Is it wise then to use
.partitonBy(new HashPartitioner(properValue))
to P1, P2, P3 and P4 to avoid shuffle? What's the cost of partitioning an existing RDD? When isn't proper to partition an existing RDD? Doesn't Spark partition my data automatically if I don't specify a partitioner?
Thank you
tl;dr The answers to your questions respectively: Better to partition at the outset if you can; Probably less than not partitioning; Your RDD
is partitioned one way or another anyway; Yes.
This is a pretty broad question. It takes up a good portion of our course! But let's try to address as much about partitioning as possible without writing a novel.
As you know, the primary reason to use a tool like Spark is because you have too much data to analyze on one machine without having the fan sound like a jet engine. The data get distributed among all the cores on all the machines in your cluster, so yes, there is a default partitioning--according to the data. Remember that the data are distributed already at rest (in HDFS, HBase, etc.), so Spark just partitions according to the same strategy by default to keep the data on the machines where they already are--with the default number of partitions equal to the number of cores on the cluster. You can override this default number by configuring spark.default.parallelism
, and you want this number to be 2-3 per core per machine.

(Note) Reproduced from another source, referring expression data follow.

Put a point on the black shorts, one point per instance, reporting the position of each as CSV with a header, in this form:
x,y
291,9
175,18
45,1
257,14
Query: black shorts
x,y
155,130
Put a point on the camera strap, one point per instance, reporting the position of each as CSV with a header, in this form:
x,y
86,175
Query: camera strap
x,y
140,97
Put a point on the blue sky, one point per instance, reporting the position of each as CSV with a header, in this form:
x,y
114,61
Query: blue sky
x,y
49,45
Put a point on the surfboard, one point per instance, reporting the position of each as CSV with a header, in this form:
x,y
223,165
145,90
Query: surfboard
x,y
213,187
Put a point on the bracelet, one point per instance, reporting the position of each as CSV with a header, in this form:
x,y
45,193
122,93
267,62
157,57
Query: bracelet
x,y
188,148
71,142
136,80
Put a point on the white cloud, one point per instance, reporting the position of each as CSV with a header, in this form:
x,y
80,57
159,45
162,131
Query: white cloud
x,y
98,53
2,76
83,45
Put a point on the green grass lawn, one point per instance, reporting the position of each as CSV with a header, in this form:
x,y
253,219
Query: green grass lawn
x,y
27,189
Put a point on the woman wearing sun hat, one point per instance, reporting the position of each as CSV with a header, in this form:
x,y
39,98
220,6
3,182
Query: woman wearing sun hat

However, typically you want data that belong together (for example, data with the same key, where HashPartitioner
would apply) to be in the same partition, regardless of where they are to start, for the sake of your analytics and to minimize shuffle later. Spark also offers a RangePartitioner
, or you can roll your own for your needs fairly easily. But you are right that there is an upfront shuffle cost to go from default partitioning to custom partitioning; it's almost always worth it.
It is generally wise to partition at the outset (rather than delay the inevitable with partitionBy
) and then repartition
if needed later. Later on you may choose to coalesce
even, which causes an intermediate shuffle, to reduce the number of partitions and potentially leave some machines and cores idle because the gain in network IO (after that upfront cost) is greater than the loss of CPU power.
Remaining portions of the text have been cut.